The author of a new study analyzed firms on the S&P 1000 from 1992 through 2010 to determine whether age affected a CEO’s likelihood of championing risky endeavors. Combining several databases, the author scrutinized more than 2,300 companies and 4,400 CEOs, whose average age was 55. After controlling for several company and CEO characteristics, and using the firms’ stock price volatility as a proxy for its level of risk, the researcher found that CEOs do take fewer risks as they grow older. In fact, a 25 percent increase in a CEO’s age tends to drive down a firm’s stock return volatility by more than 4 percent.
How do these more cautious policies manifest themselves? For starters, older CEOs invest less in R&D and work harder to shed debt. (A 25 percent increase in a CEO’s age implied a decrease in R&D costs of 8 percent, the author found, and a reduction in operating leverage of almost 13 percent.) Companies headed by these CEOs also tended to dilute danger by diversifying their interests: A 25 percent increase in a CEO’s age corresponded to the operation of about five more separate business units for the firm. Even when acquiring other firms, older CEOs bought more diversified companies.
The CEO isn’t the only decision maker in the executive suite, and the author found that age played a powerful role even among his or her colleagues. Executives in the same age range as their CEO backed up the low-risk attitudes of their bosses: stock price unpredictability, R&D costs, operating debt, and financial leverage were lowest at firms where both the CEO and the next most powerful executive were older, and they were highest at companies with a younger CEO and similarly aged second-in-command. The author also found that less risk-taking companies tended to hire older (and thus more conservative) CEOs, whereas their more adventurous counterparts typically chose younger chief executives.

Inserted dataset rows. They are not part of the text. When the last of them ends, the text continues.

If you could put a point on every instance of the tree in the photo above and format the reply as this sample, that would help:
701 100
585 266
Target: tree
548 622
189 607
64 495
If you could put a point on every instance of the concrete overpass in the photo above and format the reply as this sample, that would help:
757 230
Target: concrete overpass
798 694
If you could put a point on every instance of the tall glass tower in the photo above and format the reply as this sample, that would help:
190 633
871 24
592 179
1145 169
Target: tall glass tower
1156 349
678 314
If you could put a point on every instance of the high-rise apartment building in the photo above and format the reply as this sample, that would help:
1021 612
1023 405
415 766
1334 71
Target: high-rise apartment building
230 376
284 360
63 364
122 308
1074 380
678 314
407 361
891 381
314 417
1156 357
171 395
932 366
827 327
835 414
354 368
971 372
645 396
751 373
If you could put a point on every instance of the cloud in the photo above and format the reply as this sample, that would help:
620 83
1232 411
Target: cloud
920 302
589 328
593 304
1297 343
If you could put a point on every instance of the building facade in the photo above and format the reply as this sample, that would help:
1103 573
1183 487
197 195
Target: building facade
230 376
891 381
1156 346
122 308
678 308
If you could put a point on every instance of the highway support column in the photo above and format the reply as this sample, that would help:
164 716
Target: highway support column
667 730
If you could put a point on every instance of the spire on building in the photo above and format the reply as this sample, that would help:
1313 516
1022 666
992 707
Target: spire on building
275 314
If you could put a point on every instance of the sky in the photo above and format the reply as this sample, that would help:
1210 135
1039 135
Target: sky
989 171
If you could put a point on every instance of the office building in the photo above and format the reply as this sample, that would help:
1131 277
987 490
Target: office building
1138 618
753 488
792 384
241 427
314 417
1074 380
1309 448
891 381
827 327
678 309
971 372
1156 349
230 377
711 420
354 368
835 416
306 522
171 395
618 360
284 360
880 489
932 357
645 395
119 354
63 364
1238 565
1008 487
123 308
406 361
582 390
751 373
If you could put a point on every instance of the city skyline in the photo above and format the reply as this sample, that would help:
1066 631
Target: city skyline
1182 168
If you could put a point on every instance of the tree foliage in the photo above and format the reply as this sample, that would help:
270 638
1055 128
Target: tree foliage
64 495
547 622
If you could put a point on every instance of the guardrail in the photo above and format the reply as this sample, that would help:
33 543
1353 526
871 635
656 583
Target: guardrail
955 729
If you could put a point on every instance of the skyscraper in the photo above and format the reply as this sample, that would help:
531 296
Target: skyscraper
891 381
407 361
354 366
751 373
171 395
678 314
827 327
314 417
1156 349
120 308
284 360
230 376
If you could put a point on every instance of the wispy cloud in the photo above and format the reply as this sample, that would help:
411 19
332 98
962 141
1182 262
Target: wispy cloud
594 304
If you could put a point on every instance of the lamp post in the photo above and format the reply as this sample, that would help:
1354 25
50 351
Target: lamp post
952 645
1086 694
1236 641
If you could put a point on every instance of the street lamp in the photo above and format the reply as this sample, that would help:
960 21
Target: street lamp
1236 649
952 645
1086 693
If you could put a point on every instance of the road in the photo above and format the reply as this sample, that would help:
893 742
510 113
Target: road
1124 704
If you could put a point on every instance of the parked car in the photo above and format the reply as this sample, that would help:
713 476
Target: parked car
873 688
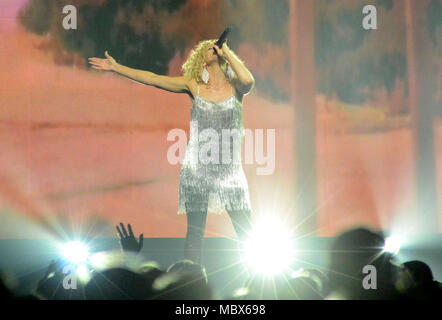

Investors pay close attention, as well. When firms with more stable market activity and less debt bring aboard a CEO who is younger than his or her predecessor, company stock returns tend to sink around the time of the succession news—presumably because shareholders anticipate that the less-experienced executive will chart a riskier course. And although that may be true in the very short term, sticking with the younger CEO seems to pay off later on: The author calculated that the risk-adjusted portfolios of companies helmed by the youngest CEOs in the sample outperformed those headed by their oldest peers. After all, older managers might be wary of changing the status quo for a variety of reasons. They may fear that making a sudden shift in their investment patterns will imply to others that their history of decision making has been faulty; they could simply be too personally financially secure to change what they’re doing; or they might be unwilling to tackle new ideas.
So although companies have used stock options, pension benefits, and deferred compensation as methods to control the risks taken by their CEOs, this study suggests that they should also pay attention to their leaders’ ages. Already, some of the biggest, fastest-growing companies in the world are ready to embrace risk by entrusting their fortunes to the younger set. In 2012, for example, Yahoo Japan appointed a 44-year-old CEO and a team of seven younger subordinates to its management team. As one key shareholder said, “It's important [for management] to stay young.” And the outgoing CEO agreed. “To take the next step, we need to focus more on offense rather than defense,” he said.